No one realised at the time but Malcolm Turnbull forcing his detractors to sign the infamous letter against his leadership last August has proven to be one of the best tools of the election for those fighting from all directions but the right.
The centre’s revulsion of Peter Dutton, who attempted to challenge Turnbull for the leadership of the Liberal Party last August, and his archconservative agenda has allowed parties and movements of all stripes to target an increasingly weak Liberal re-election campaign.
In one of few fine performances as Prime Minister, Turnbull made it clear that he wouldn’t call a leadership spill unless at least half of the Liberal caucus publicly signed a letter. At the time it was self-serving: perhaps there’d be a few sound minds who don’t want to be attributed to the downfall of yet another prime minister.
Now, everyone from the unions in the ACT, to Labor in Deakin, to the various independents – both Liberal turncoats and otherwise – running against Liberals have a list of compromised Liberal seats they can target.
In the ACT, a perfect storm of Senator Seselja’s incongruent opposition to same-sex marriage and more recent support of the much-maligned Home Affairs Minister has meant that he is exposed to an increasingly progressive electorate with it becoming increasingly likely that at least one of the five campaigns in the ACT – perhaps even the campaign for the second senate seat – will come down to Labor and the Greens.
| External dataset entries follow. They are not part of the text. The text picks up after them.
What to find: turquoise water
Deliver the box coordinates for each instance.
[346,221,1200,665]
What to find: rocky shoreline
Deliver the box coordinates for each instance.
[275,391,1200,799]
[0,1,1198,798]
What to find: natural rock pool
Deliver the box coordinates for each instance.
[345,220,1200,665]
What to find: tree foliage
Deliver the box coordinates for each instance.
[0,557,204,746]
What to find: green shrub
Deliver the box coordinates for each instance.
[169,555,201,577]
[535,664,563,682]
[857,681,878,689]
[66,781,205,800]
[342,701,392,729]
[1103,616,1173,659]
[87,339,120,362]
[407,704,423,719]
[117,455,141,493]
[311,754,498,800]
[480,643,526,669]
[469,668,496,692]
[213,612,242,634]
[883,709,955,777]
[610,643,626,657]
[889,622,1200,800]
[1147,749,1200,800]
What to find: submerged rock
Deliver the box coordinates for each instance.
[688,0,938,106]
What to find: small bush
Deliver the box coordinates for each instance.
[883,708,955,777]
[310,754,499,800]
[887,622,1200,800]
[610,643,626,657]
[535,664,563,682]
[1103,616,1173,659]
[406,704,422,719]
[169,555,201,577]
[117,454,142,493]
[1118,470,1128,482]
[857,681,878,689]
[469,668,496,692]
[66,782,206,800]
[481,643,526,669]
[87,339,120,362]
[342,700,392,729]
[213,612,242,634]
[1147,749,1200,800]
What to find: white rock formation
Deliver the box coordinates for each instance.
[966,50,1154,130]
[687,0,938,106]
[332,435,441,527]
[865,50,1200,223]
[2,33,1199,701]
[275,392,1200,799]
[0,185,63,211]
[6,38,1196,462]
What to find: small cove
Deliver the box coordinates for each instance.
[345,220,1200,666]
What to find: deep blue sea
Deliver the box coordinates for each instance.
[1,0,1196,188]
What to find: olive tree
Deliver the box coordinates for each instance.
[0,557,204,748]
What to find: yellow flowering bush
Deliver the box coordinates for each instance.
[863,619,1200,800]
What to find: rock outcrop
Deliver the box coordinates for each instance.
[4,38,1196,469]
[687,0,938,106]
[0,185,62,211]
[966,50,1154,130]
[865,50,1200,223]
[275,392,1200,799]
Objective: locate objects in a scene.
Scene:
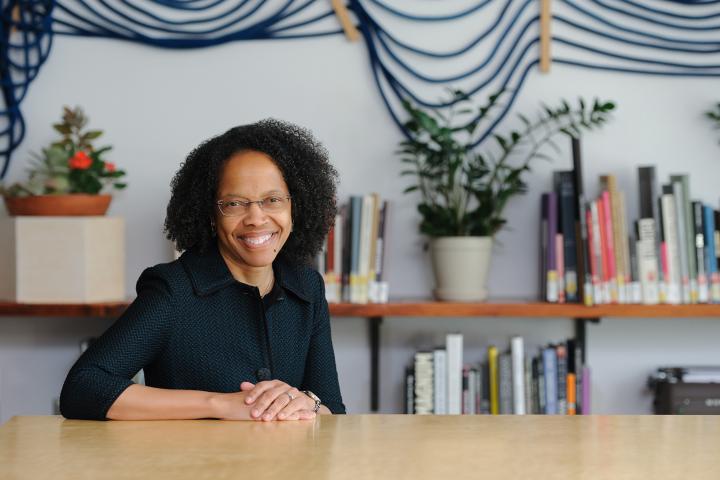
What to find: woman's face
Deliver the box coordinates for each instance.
[215,150,292,271]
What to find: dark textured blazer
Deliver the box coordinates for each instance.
[60,243,346,419]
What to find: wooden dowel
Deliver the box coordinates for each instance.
[331,0,360,42]
[540,0,552,73]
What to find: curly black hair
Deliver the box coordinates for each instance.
[165,119,338,265]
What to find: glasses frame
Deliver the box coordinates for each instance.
[216,195,292,217]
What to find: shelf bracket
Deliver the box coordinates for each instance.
[574,317,600,364]
[369,316,382,412]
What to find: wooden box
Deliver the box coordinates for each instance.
[0,217,125,303]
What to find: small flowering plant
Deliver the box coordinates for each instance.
[0,106,126,196]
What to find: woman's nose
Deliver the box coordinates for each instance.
[243,202,268,225]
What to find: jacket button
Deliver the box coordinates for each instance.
[256,368,271,381]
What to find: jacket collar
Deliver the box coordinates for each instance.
[179,242,311,303]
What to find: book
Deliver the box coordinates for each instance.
[660,186,681,304]
[498,352,513,414]
[433,348,447,415]
[446,333,463,414]
[511,336,526,414]
[600,190,618,303]
[588,202,603,303]
[704,206,720,302]
[546,192,559,302]
[693,201,709,303]
[349,197,362,303]
[524,355,533,415]
[555,171,579,302]
[413,352,434,414]
[556,344,568,415]
[542,346,558,414]
[581,366,591,414]
[405,366,415,414]
[638,166,663,297]
[671,180,692,303]
[600,175,628,303]
[556,233,565,303]
[540,193,550,301]
[488,345,499,414]
[567,373,577,415]
[636,218,660,304]
[571,137,592,306]
[670,175,697,302]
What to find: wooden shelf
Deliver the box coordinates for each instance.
[2,300,720,318]
[0,301,129,318]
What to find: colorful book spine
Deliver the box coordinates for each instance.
[488,345,499,415]
[498,352,513,414]
[671,175,697,302]
[542,346,558,415]
[556,233,565,304]
[567,373,577,415]
[571,138,592,306]
[636,218,660,304]
[540,193,550,301]
[546,192,559,302]
[693,201,709,303]
[671,180,691,303]
[661,186,681,304]
[601,191,618,303]
[556,344,568,415]
[555,170,579,302]
[704,206,720,302]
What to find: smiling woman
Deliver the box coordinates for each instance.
[59,120,345,421]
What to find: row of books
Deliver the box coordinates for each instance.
[316,194,390,304]
[405,334,590,415]
[541,138,720,305]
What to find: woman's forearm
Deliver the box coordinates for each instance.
[106,384,250,420]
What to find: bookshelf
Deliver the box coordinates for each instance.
[3,300,720,412]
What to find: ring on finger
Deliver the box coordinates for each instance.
[285,391,295,401]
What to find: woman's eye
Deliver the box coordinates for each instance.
[227,201,243,207]
[268,197,282,203]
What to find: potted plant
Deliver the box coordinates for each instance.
[0,106,127,216]
[398,91,615,301]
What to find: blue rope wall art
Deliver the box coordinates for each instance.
[1,0,719,178]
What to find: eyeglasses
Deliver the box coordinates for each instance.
[216,195,291,216]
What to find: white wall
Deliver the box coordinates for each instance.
[1,12,720,421]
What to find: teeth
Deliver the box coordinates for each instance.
[242,233,273,246]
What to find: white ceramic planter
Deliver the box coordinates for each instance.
[430,236,493,302]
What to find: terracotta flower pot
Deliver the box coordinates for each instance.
[3,194,112,216]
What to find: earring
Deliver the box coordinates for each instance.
[210,220,216,236]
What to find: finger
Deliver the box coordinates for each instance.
[278,410,315,422]
[297,410,317,421]
[249,383,291,418]
[240,381,255,392]
[275,388,307,420]
[245,380,282,405]
[261,390,297,421]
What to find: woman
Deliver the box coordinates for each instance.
[60,119,345,420]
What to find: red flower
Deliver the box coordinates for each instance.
[68,151,92,170]
[105,162,116,173]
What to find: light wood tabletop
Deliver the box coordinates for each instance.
[1,415,718,479]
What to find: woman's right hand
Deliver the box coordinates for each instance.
[210,391,256,420]
[210,389,314,421]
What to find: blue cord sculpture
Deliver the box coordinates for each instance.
[1,0,719,178]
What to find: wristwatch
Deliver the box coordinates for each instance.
[302,390,321,413]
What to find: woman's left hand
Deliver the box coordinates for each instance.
[240,380,316,421]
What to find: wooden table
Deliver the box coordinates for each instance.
[1,415,718,479]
Michelle Grattan pointed out the “target on the back” of a number of campaingn: particularly that of Michael Sukkar in the Melbourne seat of Deakin – in which some state seats voted against the Liberals with a 9-point swing to Labor last at the Victorian state election – in the face of a rather strong campaign launch there by Bill Shorten. Sukkar has been identified in the press as a key supporter of Dutton.
We’ve already seen how the spill has tainted Liberals in Wentworth and now Tony Abbott is facing a teal-tide in favour of independent Zali Steggall.